“We are back in a danger zone,” says a top economist at the International Monetary Fund. Though an understatement, it captures the central paradox of this year’s annual meeting of the IMF and World Bank. Everyone is alarmed at the swift deterioration of the economic outlook, but there is no leadership — no consensus on what to do or, even when crude agreement exists, little conviction that practical politics will permit action. There is a hazardous vacuum of ideas and power.
Actually, what needs to be done is not obscure. Europe is now the flash point of global concern. Most of its major countries are heavily indebted. The economy has slowed to a crawl; the latest IMF forecast (perhaps optimistic) puts next year’s growth at about at 1 percent. Banks are threatened by their exposure to depreciating government bonds. What looms is a vicious circle: Slower growth makes it harder to cut budget deficits; this causes investors to dump European government bonds; interest rates rise; banks weaken; and the economy gets worse.
One way to break this cycle is to create a new global lending facility that would buy European debt and, in the process, lengthen maturities and charge modest (non-panic-driven) interest rates. This would provide time for Europe to make gradual changes — reducing spending, raising taxes — to bring budgets under control.
Call it a “bailout,” a “rescue” or a “refinancing.” By whatever label, it probably couldn’t work without China. It has the money to become, in effect, Europe’s lead banker. Its foreign exchange reserves total $3.2 trillion and are growing by hundreds of billions of dollars a year. But the United States and Europe don’t want to call China, and the Chinese don’t seem to want to be called. The result: stalemate.

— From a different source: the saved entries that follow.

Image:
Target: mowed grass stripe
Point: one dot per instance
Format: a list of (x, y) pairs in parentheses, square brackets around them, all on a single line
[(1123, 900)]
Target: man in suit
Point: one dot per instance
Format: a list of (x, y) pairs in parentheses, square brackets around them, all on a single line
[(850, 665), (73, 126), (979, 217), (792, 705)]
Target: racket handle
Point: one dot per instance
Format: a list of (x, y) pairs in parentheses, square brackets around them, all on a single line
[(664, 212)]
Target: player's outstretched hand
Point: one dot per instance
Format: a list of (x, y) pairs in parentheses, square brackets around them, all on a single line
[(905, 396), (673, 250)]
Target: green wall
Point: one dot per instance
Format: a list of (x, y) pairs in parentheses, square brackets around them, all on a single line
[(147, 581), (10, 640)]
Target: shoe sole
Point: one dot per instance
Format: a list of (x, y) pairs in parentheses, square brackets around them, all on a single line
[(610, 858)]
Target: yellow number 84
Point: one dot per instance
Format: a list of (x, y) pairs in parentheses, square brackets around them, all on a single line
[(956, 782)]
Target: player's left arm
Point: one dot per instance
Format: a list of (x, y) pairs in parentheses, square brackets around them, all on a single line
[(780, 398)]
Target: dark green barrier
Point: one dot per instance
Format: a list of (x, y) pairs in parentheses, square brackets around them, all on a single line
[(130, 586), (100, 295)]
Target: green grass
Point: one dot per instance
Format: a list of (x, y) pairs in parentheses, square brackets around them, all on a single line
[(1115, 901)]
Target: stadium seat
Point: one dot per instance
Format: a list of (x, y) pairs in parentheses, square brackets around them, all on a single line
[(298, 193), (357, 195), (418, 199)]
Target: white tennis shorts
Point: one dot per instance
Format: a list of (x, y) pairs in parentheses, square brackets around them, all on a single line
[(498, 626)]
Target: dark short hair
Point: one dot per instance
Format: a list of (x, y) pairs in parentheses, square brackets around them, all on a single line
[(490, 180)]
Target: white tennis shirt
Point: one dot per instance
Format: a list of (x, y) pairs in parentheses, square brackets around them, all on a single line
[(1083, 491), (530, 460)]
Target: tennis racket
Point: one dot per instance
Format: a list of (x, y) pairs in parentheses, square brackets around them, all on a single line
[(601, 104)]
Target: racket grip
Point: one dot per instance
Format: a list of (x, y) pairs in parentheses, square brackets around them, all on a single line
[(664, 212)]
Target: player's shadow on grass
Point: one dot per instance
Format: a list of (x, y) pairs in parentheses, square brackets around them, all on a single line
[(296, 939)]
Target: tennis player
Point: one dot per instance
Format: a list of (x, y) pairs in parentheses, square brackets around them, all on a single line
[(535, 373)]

It’s easy to understand why. Americans and Europeans don’t want to cede power to China, whose goals are suspect. China might seek a new world order based on China’s interests, while ditching the existing system of “open, rules-based trade,” writes economist Arvind Subramanian in his book “Eclipse: Living in the Shadow of China’s Economic Dominance.” China’s involvement would probably trigger an uproar in the United States and Europe, with unpredictable consequences. Similarly, China apparently disdains the choices it would face. How heavy-handed would it be in lending? How would it deal with losses?
Political paralysis meets economic drift. We are flirting with a renewed global recession, driven by slumps in Europe and the United States. With 44 million already unemployed in advanced countries, the social and political implications are fearsome. Worse, a new recession might snowball into an even deeper and longer downturn.
The alternative is that Europe muddles through. Though possible, the odds seem increasingly against it. The Europeans’ assumption that they can handle their debt problems smacks of wishful thinking.
There’s too much debt. In the spring of 2010, the interest rates demanded by financial markets indicated that about 5 percent of the euro zone’s debt was considered highly risky, says the IMF. That represented only Greece. By late summer 2011, the portion judged risky was 46 percent and included Ireland, Portugal, Spain, Italy and Belgium. If financial markets added France to this group — a possibility — the share of threatened debt would rise to 66 percent.
It’s implausible that the strong half or third of the euro zone (the 17 nations using the euro) could rescue all the weaker members, in part because “strong” countries also have high debts. Everyone knows about the debts of Greece, Italy and Ireland, which are, respectively, 166 percent, 121 percent and 109 percent of their annual output (gross domestic product). It’s less well-known that Germany’s debt is 83 percent of GDP and France’s, 87 percent. (Americans should not smirk. The U.S. debt — using similar assumptions — is 100 percent of GDP.)
Europe is hostage to financial markets because maturing loans and ongoing deficits mean many countries must regularly borrow huge amounts. Already, Greece, Ireland and Portugal have been excluded from private markets; lenders demanded crushing interest rates. That fate could await others. Some countries face staggering 2012 borrowing needs. The IMF estimates that Italy requires new loans equal to one-fourth of its GDP; for Spain and France, the amounts are about one-fifth of GDP.
Europe is caught in an economic pincer: slow-growth assaults from one side; fickle financial markets from the other. One obvious way out — the China option — seems barred by geopolitics. There is precedent. Historians blame the Great Depression’s severity in part on poor international cooperation. Economist Charles Kindleberger found a vacuum of power: Great Britain, the old economic leader, could no longer lead alone; and the United States — a replacement — wasn’t ready to help. Is there a parallel today between the United States and China? Are we repeating the mistakes of the 1930s? Unsettling questions.